Most of the problematic PDFs are Docx files that have been saved from within MS Word as PDFs (using save as). This is a problem for me as most files get sent to me as Docx and I convert to PDF so I can mark them up. I have a script within DT (posted on this forum) that opens the Docx in word and does the save as and moves the original docx to the database trash.
It does appear to be a Tahoe issue (internet search has lots of complaints about it). I wondered if DT had any work arounds?
Use DEVONthink’s “Convert to PDF” function on the DOCX files you import into DEVONthink … I don’t know if Word is used, or something internal to DEVONthink, but give it a go
In Word, instead of “Save as..” try “Print to PDF”. I don’t know if a different algorithm is used in Word for these two methods, but maybe. Give it a go.
Try Apple Pages and/or the “free” LibreOffice to create PDFs. Surely other PDF algorithms used.
Many of the Docx are minutes or agendas that are in a table format (which I never understand why people do it as you spend more time fighting with tables in word than actual typing content ). The DT convert to PDF does not render these very well (they look nothing like the original Docx).
I will try you print from word to PDF idea and see what happens. Thanks.
Tables are complicated … and there seems to be a correlation between those who write minutes and tables and no use of Word styles in those minute documents. Been there done that.
Menu: File → Save As … then pick PDF as file format in the dialog box
Menu: File → Print … then pick “save as PDF …” on the button at bottom. Can also save to “Preview” and then save to PDF from there. Also on that button are other PDF-making options if installed on the machine, e.g. I have PDF Pen available, so I’d try that also.
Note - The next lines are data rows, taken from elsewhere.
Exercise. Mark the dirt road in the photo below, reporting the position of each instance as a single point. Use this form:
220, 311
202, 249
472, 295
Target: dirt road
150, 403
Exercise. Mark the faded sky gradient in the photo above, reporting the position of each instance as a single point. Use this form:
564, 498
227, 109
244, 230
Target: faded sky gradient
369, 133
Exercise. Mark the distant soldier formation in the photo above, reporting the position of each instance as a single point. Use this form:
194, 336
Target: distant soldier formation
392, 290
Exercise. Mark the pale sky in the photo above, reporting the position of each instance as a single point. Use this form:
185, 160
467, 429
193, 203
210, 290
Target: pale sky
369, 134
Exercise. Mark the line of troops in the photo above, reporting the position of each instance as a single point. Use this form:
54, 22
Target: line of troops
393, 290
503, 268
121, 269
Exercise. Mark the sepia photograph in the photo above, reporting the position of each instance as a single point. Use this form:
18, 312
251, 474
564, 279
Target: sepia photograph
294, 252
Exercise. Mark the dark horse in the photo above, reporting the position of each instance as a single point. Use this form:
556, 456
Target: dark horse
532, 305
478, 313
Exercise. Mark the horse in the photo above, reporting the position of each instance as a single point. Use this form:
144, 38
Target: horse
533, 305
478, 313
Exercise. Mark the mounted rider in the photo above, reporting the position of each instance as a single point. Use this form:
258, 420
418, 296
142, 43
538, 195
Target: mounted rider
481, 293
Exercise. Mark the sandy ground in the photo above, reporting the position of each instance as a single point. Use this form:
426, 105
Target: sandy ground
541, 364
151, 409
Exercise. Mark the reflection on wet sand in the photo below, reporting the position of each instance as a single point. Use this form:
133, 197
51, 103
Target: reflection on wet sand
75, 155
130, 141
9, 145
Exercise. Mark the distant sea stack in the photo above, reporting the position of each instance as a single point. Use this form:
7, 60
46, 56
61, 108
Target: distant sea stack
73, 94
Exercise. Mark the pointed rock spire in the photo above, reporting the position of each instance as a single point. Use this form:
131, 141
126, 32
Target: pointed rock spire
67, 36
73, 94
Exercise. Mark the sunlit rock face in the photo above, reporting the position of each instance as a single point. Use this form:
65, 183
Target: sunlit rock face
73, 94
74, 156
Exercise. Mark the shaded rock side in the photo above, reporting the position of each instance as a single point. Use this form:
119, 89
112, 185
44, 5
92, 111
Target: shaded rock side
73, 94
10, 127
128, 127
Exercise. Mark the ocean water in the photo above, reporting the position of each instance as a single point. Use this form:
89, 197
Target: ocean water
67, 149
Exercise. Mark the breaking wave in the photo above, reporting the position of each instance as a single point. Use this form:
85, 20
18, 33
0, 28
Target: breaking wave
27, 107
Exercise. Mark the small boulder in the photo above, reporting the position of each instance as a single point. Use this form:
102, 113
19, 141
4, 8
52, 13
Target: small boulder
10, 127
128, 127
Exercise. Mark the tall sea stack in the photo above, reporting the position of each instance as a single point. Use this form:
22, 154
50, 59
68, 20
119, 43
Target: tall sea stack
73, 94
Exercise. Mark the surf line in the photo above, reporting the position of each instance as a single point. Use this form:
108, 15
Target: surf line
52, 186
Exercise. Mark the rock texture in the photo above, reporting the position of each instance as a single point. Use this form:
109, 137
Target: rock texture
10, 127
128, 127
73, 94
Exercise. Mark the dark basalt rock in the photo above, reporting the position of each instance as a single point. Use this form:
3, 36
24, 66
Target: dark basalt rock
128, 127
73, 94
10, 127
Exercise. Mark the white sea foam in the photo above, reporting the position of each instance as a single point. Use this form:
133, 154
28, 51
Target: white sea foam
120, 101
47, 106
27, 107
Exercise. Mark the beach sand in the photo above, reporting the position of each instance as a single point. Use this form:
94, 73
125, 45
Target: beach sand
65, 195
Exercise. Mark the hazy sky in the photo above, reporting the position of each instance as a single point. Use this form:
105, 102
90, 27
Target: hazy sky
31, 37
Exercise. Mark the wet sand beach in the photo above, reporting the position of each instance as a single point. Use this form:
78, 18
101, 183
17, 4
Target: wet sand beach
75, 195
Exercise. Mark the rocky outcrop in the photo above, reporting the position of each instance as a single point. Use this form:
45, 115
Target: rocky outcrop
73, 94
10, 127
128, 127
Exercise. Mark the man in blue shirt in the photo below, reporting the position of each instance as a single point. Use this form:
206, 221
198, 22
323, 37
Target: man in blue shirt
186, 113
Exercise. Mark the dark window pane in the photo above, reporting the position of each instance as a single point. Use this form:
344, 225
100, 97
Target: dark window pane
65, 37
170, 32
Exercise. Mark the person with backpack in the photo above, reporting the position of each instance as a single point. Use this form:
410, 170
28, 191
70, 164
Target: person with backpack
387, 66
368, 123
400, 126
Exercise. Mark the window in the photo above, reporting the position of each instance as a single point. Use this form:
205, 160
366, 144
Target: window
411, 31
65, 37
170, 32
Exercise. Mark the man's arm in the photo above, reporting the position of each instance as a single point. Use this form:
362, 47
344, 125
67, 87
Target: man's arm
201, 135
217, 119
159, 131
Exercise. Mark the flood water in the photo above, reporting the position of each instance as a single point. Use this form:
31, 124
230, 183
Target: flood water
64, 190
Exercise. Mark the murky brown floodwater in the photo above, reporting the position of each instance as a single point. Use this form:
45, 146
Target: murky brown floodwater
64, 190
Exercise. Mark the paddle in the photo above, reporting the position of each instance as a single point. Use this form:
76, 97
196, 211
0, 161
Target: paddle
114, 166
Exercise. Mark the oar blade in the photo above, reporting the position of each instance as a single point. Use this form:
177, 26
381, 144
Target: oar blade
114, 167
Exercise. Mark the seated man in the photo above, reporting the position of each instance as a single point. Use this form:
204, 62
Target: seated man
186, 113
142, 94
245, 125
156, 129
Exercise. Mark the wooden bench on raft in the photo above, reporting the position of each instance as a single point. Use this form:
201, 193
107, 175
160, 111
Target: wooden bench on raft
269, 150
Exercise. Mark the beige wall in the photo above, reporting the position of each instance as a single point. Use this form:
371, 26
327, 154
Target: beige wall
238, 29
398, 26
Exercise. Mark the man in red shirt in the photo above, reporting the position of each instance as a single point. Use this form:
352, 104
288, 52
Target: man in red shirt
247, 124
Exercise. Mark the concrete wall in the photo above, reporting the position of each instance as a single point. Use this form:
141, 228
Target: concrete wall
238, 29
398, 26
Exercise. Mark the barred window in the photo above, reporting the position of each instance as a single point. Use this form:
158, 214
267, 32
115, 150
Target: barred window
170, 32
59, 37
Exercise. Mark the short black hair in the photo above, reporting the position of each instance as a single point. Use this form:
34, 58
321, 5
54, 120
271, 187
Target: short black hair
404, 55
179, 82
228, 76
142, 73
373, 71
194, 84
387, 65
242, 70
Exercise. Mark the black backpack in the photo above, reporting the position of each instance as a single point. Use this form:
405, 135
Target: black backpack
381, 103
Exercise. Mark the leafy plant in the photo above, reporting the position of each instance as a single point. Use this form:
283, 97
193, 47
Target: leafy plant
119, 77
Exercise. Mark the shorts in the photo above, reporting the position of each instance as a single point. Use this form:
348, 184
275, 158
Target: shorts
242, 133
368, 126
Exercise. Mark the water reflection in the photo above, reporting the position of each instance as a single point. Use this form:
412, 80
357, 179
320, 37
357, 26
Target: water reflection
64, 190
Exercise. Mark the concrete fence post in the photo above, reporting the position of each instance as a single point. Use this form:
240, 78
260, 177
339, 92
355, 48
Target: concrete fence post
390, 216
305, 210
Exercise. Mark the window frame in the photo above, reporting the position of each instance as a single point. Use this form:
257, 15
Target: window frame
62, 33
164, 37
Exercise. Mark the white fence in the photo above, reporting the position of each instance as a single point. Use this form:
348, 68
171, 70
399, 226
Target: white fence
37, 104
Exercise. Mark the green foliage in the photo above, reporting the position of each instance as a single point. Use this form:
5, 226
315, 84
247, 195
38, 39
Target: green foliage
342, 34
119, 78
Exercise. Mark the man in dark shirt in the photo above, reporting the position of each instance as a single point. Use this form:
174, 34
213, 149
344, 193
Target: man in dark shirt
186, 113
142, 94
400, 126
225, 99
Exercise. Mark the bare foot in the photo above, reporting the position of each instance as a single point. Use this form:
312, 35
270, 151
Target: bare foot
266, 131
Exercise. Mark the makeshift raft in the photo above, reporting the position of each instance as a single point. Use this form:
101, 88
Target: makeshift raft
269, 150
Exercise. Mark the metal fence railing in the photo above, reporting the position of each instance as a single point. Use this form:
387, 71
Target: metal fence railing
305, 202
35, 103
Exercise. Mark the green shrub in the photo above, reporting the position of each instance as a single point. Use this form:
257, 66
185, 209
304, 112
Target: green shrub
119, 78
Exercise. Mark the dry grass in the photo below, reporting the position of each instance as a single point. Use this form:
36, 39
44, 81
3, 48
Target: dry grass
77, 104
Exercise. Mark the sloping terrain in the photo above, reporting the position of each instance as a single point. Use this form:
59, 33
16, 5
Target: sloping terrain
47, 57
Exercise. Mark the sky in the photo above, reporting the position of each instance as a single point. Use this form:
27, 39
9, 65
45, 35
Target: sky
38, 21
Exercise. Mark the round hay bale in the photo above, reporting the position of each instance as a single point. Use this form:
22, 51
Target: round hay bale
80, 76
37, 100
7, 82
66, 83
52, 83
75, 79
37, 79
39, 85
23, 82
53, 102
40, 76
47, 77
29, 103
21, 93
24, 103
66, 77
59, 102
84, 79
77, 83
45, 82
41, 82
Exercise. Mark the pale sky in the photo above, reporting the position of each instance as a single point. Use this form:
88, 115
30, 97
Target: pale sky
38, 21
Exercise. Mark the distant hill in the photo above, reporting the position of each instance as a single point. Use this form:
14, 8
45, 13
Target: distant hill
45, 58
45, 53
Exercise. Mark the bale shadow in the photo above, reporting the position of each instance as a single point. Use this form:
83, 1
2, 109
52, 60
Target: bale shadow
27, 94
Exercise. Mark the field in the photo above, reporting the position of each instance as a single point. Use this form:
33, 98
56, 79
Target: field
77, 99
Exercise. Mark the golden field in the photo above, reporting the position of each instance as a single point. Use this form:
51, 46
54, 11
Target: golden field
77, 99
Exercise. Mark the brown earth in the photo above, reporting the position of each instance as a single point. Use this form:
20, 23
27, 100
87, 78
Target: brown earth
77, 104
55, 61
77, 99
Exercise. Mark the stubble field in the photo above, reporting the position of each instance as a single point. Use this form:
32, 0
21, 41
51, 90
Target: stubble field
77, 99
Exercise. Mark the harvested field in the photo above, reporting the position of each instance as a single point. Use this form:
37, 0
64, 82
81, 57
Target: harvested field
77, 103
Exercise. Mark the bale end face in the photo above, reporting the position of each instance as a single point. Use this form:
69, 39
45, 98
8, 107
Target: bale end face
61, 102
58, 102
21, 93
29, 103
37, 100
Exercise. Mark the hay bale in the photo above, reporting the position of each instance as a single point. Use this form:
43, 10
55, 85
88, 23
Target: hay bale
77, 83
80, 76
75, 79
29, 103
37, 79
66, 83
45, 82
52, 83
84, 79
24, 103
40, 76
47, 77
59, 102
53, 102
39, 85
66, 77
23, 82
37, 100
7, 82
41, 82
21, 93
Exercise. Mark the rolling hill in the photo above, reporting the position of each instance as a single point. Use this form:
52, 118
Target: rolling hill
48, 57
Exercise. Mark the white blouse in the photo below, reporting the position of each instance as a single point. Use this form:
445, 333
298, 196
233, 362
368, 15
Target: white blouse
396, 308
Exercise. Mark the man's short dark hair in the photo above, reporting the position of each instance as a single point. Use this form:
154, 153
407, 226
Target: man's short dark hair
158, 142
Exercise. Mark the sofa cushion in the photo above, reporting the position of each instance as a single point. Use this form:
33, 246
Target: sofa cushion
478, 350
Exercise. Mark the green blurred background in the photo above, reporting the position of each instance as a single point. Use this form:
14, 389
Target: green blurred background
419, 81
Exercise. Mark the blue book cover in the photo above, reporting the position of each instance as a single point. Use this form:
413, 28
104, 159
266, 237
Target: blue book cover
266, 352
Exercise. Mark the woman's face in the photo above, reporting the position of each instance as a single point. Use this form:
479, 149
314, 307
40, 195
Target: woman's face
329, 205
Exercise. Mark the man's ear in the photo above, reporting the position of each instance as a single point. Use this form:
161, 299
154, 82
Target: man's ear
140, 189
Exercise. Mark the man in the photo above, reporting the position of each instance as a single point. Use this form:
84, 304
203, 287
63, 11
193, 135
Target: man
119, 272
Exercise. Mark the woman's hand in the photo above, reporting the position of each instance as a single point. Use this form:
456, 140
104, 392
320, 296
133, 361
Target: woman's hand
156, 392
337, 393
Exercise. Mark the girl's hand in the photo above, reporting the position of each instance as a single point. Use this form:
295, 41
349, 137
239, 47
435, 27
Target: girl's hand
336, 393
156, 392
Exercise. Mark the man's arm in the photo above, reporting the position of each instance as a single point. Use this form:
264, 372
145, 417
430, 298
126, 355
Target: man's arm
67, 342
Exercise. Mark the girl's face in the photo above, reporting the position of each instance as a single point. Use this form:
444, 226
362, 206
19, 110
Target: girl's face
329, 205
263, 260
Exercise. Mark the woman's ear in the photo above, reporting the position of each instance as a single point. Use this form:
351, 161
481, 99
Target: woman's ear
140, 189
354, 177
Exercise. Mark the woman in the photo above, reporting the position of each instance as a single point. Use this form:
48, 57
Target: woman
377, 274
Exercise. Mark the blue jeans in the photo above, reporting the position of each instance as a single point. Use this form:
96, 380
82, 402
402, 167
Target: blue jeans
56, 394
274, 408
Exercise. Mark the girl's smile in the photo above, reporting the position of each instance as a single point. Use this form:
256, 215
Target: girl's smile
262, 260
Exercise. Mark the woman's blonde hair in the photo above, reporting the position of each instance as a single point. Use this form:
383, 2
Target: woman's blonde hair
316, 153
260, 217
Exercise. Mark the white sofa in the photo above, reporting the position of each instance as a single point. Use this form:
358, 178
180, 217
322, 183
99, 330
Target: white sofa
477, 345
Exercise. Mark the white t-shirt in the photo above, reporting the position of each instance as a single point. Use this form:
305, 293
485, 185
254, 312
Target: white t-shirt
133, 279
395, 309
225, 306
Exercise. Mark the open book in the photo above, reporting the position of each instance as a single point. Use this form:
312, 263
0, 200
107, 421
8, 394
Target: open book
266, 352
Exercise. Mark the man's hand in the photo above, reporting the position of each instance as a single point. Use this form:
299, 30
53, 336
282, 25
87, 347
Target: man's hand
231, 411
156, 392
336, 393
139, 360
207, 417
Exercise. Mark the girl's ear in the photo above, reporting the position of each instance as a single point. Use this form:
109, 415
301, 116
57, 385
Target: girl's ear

I have no idea if different PDF generation algorithms are involved. But I’d try all if having these sorts of issues, I guess. There is no Menu: File → Export that I can see. I’d also give Pages and LibreOffice a go as they might use a different PDF generation algorithm.
Ah, my bad. Thanks for clearing that up!
Agreed, tables are complicated. (But even outside of tables, PDF text selection can sometimes behave unexpectedly.)
OK. I tried printing as PDF from MS word but get the same issues. Here is an example. No highlights are showing in the PDF itself. Annotations inspector shows two highlights but none of the highlighted text. If you click on one of the lines in the inspector it does go to the text in the document but with a light blue shading (not the colour of the highlight).
Sorry, can’t really help. I’ve not experienced debugging PDF annotation problems … If this was me with apparent issues with highlight PDFs, I’d drop back to highlighting the Word DOCX file. Word does a good job of highlighting. Then I’d get on with highlighting the backlog.
No worries. Oddly, if I open the PDF and annotate in Adobe Reader, it all shows correctly in DT. I can use that for now, but would prefer to use DT itself. It seems to be a Tahoe and PDFkit issue (I think) as highlighting in Preview doesn’t work either.